AI inference costs can be significant. Prompteus includes caching mechanisms to reduce these costs and improve response times.

Key Features:

  • Semantic Caching: Prompteus’s cache is multilingual and understands the meaning of inputs.
  • Configurable Threshold: You define a similarity threshold. If a new request is semantically similar enough to a previous one (above the threshold), Prompteus returns the cached response, avoiding a new AI inference call.
  • Cost Savings: The video mentions seeing up to 50% cost reduction in some workflows.
  • Speed Improvement: Cached responses are delivered much faster than new inferences.
  • Dashboard Tracking: The Prompteus dashboard shows your savings from caching.

Example: The video demonstrates a simple “Jeopardy contestant” Neuron. By asking two similar questions (“European country known for baguette” and “a country in Europe known for baguette”). The second response is served from the cache, even though the wording is slightly different.

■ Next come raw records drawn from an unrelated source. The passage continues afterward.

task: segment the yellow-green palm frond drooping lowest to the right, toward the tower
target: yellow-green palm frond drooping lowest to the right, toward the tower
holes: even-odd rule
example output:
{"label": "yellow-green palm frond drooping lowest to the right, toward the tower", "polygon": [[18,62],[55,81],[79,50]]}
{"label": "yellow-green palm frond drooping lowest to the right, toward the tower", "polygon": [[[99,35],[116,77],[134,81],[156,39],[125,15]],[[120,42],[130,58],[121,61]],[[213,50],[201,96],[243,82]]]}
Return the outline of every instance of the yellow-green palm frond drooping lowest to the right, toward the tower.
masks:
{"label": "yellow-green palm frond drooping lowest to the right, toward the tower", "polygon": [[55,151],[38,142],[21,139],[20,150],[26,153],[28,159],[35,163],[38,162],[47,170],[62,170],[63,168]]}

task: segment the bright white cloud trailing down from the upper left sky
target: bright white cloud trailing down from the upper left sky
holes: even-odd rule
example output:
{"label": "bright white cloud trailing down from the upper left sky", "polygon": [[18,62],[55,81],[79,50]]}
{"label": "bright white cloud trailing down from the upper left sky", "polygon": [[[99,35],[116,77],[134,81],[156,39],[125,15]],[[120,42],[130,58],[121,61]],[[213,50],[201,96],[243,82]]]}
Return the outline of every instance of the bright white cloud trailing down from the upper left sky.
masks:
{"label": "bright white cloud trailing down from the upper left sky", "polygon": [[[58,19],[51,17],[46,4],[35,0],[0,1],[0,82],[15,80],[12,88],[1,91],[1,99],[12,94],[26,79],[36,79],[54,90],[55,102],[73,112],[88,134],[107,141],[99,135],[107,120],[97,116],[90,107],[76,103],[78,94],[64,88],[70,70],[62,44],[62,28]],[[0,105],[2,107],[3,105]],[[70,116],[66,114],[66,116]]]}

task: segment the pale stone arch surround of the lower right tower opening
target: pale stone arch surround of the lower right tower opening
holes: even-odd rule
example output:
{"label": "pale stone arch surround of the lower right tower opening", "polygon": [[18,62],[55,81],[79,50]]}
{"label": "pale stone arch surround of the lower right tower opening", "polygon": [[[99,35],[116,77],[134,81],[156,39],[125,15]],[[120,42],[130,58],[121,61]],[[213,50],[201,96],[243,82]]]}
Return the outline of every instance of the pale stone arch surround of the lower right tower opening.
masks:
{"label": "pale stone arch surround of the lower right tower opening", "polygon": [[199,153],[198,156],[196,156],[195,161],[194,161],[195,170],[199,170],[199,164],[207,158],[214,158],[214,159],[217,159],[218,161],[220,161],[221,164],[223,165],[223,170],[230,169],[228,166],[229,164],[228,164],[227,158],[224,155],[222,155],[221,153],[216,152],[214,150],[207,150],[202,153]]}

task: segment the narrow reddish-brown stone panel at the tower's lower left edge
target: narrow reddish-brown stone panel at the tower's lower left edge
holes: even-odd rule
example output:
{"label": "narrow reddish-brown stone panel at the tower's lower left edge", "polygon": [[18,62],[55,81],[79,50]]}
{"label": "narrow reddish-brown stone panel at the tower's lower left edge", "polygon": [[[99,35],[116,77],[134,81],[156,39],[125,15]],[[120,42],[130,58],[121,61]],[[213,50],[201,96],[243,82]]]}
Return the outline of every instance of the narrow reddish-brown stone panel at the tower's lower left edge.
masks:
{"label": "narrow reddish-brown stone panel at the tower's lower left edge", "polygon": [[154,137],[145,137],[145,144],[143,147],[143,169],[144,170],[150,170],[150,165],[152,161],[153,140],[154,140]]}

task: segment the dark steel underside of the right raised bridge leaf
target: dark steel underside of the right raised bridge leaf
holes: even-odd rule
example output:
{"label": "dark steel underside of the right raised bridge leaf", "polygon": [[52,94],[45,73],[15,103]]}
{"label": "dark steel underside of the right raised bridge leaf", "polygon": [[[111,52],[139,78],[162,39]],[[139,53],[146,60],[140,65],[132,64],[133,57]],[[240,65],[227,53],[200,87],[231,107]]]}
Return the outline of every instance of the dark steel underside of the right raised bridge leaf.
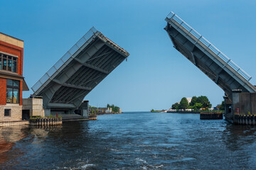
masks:
{"label": "dark steel underside of the right raised bridge leaf", "polygon": [[195,64],[196,67],[201,69],[215,84],[218,84],[218,86],[225,91],[225,95],[228,96],[230,100],[232,100],[233,89],[242,89],[244,92],[255,91],[255,87],[244,78],[235,76],[235,74],[230,72],[232,68],[229,68],[227,64],[216,60],[216,58],[211,56],[206,50],[200,49],[198,45],[196,45],[196,42],[191,41],[188,36],[183,35],[181,29],[177,29],[169,23],[165,30],[169,34],[176,50],[181,52],[181,54]]}

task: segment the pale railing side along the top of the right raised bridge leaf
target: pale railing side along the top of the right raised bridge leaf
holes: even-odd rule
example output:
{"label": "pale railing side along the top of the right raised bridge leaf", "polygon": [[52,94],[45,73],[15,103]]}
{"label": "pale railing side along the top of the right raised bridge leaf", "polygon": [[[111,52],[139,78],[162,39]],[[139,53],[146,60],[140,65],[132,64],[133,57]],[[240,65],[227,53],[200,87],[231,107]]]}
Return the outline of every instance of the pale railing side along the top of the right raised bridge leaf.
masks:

Advanced Neuron Settings and Security Features

Prompteus includes a settings page to access advanced features.

Key Features:

  • Structured Output: Sets output format to Text or Structured Output, allowing for JSON Schema.
  • Access Control: Configure who can access a Neuron. Options include:
    • Public Access: Anyone with the Neuron’s URL can use it.
    • Referer Restrictions: Limit requests to specific domains.
    • IP Restrictions: Allow requests only from specific IP addresses.
    • Authentication: Require users to authenticate via API Key or JWT.
  • Rate Limiting: Set limits on Neuron execution (e.g., requests per minute, tokens per IP address) to prevent excessive usage.
  • Request Level Logging: see cost, payload details, and execution trace per request.
  • Model Fallback: Switch to another model or provider on model failure or unavailability.
  • Neuron Chaining: Call one Neuron from another.
  • Tool Calling (Private Beta): Transform existing APIs into tools callable by supported AI models. This allows mapping your own APIs to tools that LLMs can use.